City and Stripes give life to a modern classic Published on: 23-06-2017

Season 1997-98 saw Valletta and Birkirkara fighting it out for the biggest honour in Maltese football.
However, at the start of the season Hibs seemed to be the best bet for the league title.
Traditionally slow starters, the Paolites defied the record books to win the first three encounters of the season.
But when Hibs lost 1-0 against Valletta they kept alternating fine displays with mediocre performances and by the end of the second round, they were already out of the title race.
Hibs’ struggles left Valletta and Birkirkara as the sole contenders for the title.
As luck, would have it the championship was decided in the last game of the season when, on May 2, 1998, the two rivals met in a do-or-die encounter for the crown of champions.
It turned out to be a day to remember.
For the first time ever, a Maltese national league game was transmitted live on television.
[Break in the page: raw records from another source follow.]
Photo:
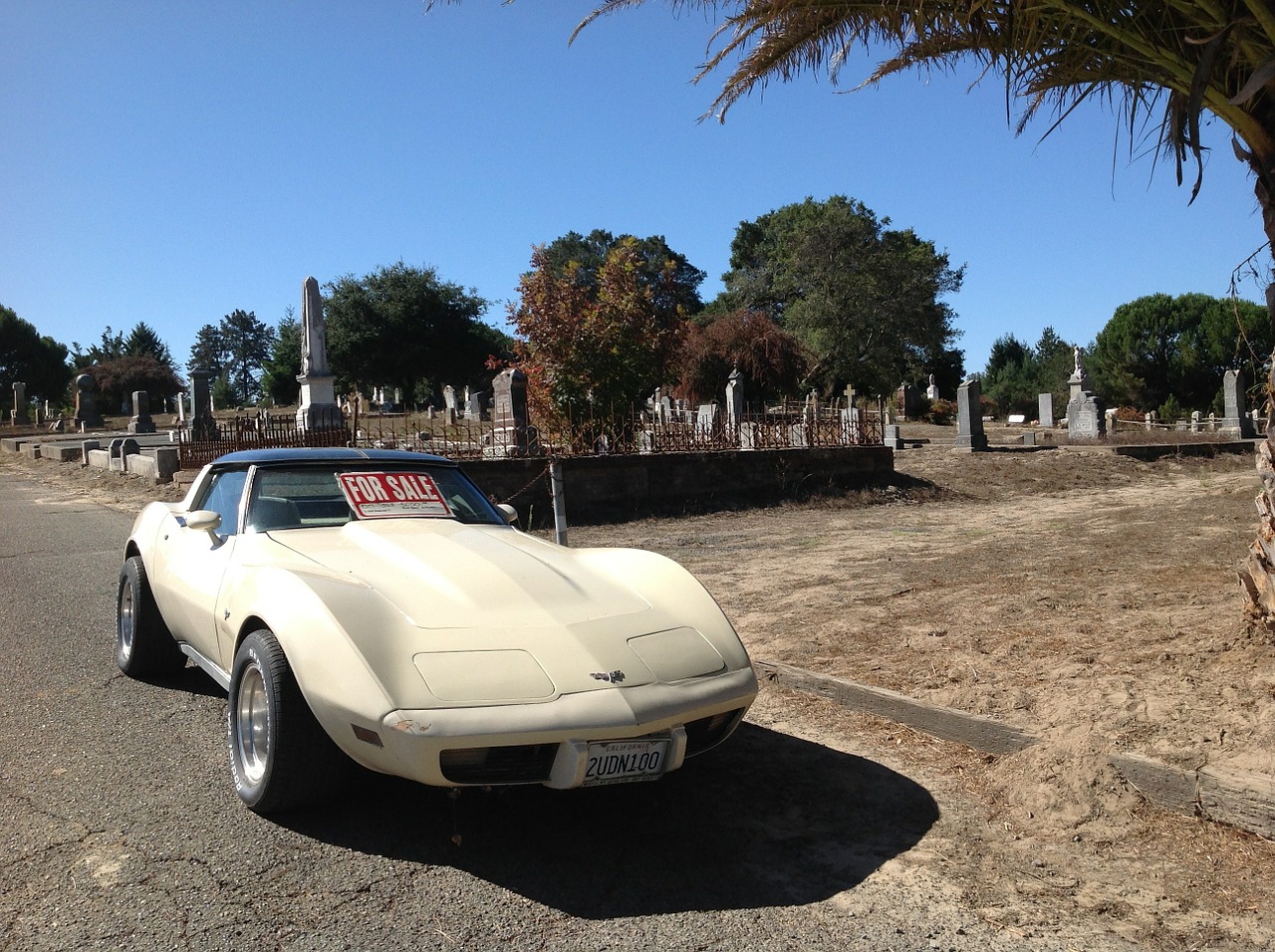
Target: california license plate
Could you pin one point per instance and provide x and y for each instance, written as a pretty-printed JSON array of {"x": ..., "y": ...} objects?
[{"x": 625, "y": 761}]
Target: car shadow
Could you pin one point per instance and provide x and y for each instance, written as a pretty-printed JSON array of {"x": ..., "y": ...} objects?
[{"x": 766, "y": 820}]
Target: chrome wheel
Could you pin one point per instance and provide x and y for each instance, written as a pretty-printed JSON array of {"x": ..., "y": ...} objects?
[
  {"x": 143, "y": 646},
  {"x": 253, "y": 724},
  {"x": 127, "y": 626}
]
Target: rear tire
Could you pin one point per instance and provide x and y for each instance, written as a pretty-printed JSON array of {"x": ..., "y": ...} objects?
[
  {"x": 143, "y": 643},
  {"x": 281, "y": 759}
]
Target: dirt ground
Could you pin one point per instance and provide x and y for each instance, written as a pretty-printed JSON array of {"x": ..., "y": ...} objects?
[{"x": 1088, "y": 597}]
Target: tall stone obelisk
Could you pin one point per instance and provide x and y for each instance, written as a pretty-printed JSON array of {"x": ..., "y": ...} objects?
[{"x": 318, "y": 409}]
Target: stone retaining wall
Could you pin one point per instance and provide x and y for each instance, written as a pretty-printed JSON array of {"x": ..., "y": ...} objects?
[{"x": 601, "y": 488}]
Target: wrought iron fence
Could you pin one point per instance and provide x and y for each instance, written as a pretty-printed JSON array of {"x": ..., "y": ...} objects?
[
  {"x": 701, "y": 429},
  {"x": 199, "y": 447}
]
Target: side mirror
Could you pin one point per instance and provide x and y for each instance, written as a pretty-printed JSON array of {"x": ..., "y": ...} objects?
[{"x": 205, "y": 520}]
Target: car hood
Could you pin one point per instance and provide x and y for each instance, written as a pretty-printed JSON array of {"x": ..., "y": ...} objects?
[{"x": 441, "y": 574}]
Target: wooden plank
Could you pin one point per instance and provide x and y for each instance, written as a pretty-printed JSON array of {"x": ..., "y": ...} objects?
[
  {"x": 1239, "y": 800},
  {"x": 1160, "y": 784},
  {"x": 970, "y": 729}
]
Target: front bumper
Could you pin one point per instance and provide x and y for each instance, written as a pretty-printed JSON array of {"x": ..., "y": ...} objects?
[{"x": 547, "y": 743}]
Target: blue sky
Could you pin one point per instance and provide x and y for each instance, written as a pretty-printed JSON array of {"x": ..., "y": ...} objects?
[{"x": 172, "y": 162}]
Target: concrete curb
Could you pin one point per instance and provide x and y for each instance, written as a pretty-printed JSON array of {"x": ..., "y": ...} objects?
[{"x": 1239, "y": 800}]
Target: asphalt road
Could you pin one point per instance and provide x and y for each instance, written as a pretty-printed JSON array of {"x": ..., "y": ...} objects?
[{"x": 119, "y": 826}]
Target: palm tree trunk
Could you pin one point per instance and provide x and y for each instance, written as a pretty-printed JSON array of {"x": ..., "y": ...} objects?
[{"x": 1257, "y": 571}]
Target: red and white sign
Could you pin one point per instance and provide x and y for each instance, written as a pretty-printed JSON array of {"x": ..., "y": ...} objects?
[{"x": 390, "y": 495}]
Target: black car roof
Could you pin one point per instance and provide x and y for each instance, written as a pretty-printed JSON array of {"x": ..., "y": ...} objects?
[{"x": 315, "y": 455}]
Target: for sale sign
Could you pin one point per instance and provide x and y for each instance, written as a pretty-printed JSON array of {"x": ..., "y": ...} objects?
[{"x": 389, "y": 495}]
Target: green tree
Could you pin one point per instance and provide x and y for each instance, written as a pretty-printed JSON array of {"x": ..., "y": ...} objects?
[
  {"x": 208, "y": 351},
  {"x": 864, "y": 299},
  {"x": 1159, "y": 346},
  {"x": 110, "y": 349},
  {"x": 592, "y": 349},
  {"x": 404, "y": 327},
  {"x": 1142, "y": 56},
  {"x": 143, "y": 342},
  {"x": 247, "y": 346},
  {"x": 40, "y": 362},
  {"x": 1056, "y": 360},
  {"x": 118, "y": 380},
  {"x": 672, "y": 281},
  {"x": 283, "y": 365},
  {"x": 772, "y": 359},
  {"x": 1011, "y": 376}
]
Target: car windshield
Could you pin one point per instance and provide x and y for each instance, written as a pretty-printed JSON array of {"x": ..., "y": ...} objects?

Despite this, the National Stadium was packed with an enthusiastic crowd which was probably the biggest-ever for a league match.
This match will always be remembered for the way referee Alfred Micallef handled the game despite the difficult conditions.
He never baulked, although at times he was stretched to the limit by the antics of players and supporters.
In the face of such a partisan gathering, it took strength and courage to award penalties and send off players.
Valletta won this encounter 2-1 to become champions for the 16th time in their illustrious history.
For Birkirkara, it was a disappointing end to a great season in which they went their closest ever to winning the league title.
However, it was only a matter of time before their dreams were realised.
The game started briskly with both teams taking turns to attack the other’s fort.
Twenty minutes from the start, Chucks Nwoko was brought down by Kris Laferla and Joe Camilleri and referee Micallef pointed to the spot.
Valletta goalkeeper Reggie Cini dived to his left to turn to a corner Brincat’s effort from the spot.
Birkirkara were punished for this lapse as a few minutes later Stefan Giglio scored with a shot on a loose ball which went searing into the net.
But the Stripes were soon on level terms.
On the stroke of half-time a quick throw-in on the left had Brincat transferring to Nwoko who beat two defenders before sending in a low cross into the centre of the penalty area.
Ivan Zammit darted in from nowhere to flash the ball into the net.
With twenty minutes left for full-time, Drasko Braunovic was sent off after a late tackle on Zammit.
Valletta, however, summoned all their resilience and five minutes later they hit back with a penalty.
A bold substitution which was nevertheless very rational given the circumstances of the game, had the swift Jeremy Agius coming on for the tiring Nenad Veselji.
And it was Agius who procured the all-important penalty.
The referee adjudged that Jonathan Magri Overend’s charge from the side near the left bye-line was illegal and pointed to the dreaded spot amid the Stripes’ players’ dissent.
Joe Zarb stepped up to send Musbah Shangeb the wrong way.
All Valletta had to do now was to administer those final minutes coolly and in an ordinate way.
Fast raids
Apart from a couple of fast raids which almost had the Stripes caught on the wrong foot, Cini and his defenders were called to wipe away menacing balls as their frantic opponents made a desperate assault on goal.
On and on came the Stripes but somehow the Citizens held firm even though they suffered another set-back when Giglio was sent off.
The final whistle was greeted with unimaginable scenes of joy by the City supporters.
It was a very long time since the Maltese game had witnessed such scenes.
However, one could not help to spare a thought for plucky Birkirkara for the effort they put in this game. Indeed, on another day and with a little bit of luck the honours could have gone to them.